Just noticed that the BrewersFriend is recommending water profile of 300 - 350 Residual Alkalinity as CaCO3 in ppm, and there's an equation to relate it to alkalinity as HCO3 ... (HCO3 / 1.22) = CaCO3
So looks like my tap water @ 259 HCO3 is roughly equal to 212 CaCO3 I should be adding some baking soda?!? I don't see how that is going to do anything other than put my pH up over 7 or something crazy!
I would ignore residual alkalinity in any water calculations. What is important is making sure your starting water profile is correct, and that the predicted mash pH is within the range you want. You do want to make sure you have more than 50 ppm calcium, and chloride and sulfate are important for taste.

Brew on :mug:
 
I just made my first Porter/stout with my RO system. For a 5G batch it gave me these #’s:
2g Gypsum, 1g Epsom, 1g CaCl, 10g Chalk, 2g Baking Soda, and 1ml Acid in Sparge. Worked out to be about 5.4 mash calculated, but didn’t actually use my ph meter to verify.
 
I just made my first Porter/stout with my RO system. For a 5G batch it gave me these #’s:
2g Gypsum, 1g Epsom, 1g CaCl, 10g Chalk, 2g Baking Soda, and 1ml Acid in Sparge.
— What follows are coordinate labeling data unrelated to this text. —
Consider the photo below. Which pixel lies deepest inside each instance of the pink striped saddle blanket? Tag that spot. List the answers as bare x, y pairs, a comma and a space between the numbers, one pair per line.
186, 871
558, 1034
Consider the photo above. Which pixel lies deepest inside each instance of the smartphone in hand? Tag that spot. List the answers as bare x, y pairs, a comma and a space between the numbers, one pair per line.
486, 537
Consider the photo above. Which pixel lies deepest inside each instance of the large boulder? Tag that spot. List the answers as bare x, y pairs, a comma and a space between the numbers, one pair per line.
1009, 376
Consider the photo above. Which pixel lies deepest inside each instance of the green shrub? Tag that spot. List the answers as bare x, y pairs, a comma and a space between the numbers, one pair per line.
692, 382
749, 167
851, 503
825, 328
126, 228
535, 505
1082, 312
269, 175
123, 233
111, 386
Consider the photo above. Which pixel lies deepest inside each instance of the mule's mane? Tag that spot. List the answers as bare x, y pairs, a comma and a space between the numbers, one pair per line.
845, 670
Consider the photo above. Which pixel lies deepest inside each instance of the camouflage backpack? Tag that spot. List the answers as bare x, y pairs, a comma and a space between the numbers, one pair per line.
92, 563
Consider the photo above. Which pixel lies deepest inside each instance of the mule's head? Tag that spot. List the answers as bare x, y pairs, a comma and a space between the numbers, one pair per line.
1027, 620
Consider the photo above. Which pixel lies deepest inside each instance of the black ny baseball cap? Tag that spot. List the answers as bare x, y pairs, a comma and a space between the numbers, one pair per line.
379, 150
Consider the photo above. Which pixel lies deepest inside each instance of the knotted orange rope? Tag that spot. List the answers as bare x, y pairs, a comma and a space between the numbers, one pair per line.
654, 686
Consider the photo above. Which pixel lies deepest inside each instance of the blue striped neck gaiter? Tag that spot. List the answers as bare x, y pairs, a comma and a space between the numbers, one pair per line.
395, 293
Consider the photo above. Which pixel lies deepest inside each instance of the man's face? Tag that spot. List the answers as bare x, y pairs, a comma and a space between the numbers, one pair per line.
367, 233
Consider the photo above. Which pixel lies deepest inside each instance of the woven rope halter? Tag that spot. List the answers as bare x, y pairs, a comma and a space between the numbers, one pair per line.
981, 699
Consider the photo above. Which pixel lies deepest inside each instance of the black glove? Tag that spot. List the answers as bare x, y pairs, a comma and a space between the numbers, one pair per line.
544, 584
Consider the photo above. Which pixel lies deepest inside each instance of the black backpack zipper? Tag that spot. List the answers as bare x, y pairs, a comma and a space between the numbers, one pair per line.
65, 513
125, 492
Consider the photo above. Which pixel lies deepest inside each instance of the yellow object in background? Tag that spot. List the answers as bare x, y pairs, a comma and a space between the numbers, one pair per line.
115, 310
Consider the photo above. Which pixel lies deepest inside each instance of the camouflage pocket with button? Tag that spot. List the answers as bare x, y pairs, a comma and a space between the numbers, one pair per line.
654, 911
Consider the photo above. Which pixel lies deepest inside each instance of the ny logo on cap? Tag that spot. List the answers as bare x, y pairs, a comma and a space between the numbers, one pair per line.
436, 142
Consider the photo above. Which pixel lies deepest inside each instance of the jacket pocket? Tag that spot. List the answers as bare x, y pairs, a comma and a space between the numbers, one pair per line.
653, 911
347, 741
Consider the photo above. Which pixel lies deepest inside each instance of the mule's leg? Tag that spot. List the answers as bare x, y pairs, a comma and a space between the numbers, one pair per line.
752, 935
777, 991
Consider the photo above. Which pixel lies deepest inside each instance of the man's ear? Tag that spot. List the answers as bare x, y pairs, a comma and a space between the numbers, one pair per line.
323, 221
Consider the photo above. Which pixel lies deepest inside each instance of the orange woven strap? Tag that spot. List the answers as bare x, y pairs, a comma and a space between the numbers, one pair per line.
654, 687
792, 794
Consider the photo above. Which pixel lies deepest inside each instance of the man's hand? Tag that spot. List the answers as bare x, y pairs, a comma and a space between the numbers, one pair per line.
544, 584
Worked out to be about 5.4 mash calculated, but didn’t actually use my ph meter to verify.
Chalk should stay in the "Don't Use" category, as it doesn't dissolve well. I imagine that most of your chalk addition just laid on the bottom of the MLT during the mash. If you need to add a base to raise pH, and you want to limit sodium, then pickling lime (Ca[OH]2) is a good choice.